Come dicevo, questo romanzo fatica a incastrarsi in un genere, avessi una libreria non saprei su quale scaffale posizionarlo e questa è una delle cose che trovo più interessanti.
L’horror c’è, e un paio di scene lo sono davvero, fidatevi, ma quello che ti rimane addosso dopo la lettura non è la parte più inquietante o estrema ma quel senso di realtà che invece racchiude. Racconta un mondo distopico dominato dalla rassegnazione, dall’apatia, dall’accettazione di un’estinzione quasi inevitabile. Una situazione irreale ma che è inevitabile immaginare o paragonare alla nostra realtà, leggerla come una metafora della società attuale.
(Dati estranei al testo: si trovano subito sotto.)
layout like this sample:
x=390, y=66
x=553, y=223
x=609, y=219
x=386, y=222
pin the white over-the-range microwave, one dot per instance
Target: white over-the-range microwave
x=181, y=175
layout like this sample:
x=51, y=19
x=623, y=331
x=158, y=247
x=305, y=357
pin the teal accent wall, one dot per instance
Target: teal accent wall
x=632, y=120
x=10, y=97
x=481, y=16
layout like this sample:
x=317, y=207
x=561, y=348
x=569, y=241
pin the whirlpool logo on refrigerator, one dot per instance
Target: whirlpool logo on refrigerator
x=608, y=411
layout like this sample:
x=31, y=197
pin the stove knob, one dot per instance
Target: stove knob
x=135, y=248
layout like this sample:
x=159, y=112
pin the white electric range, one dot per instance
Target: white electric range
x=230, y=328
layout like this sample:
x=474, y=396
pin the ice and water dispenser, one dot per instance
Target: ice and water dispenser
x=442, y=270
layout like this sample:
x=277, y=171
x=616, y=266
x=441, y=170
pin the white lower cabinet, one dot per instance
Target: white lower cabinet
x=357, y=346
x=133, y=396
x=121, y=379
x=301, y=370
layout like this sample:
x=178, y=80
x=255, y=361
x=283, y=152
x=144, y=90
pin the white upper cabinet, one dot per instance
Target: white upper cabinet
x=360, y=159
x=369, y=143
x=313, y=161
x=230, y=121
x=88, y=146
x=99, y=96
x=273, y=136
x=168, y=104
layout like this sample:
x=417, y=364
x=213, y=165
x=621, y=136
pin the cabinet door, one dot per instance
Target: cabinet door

Una società composta da vivi che hanno smesso di vivere davvero e di morti destinati a non morire.
"Adesso tutti sanno che non ci sono spiegazioni quasi per nulla.
Le cose vanno accettate per quello che sono.
Però non si tratta di fede.
E' disinteresse piuttosto."
La storia, originale e intensa è narrata con una prosa decisa e tagliente e il risultato è un libro enigmatico e potente che non lascia certo indifferenti.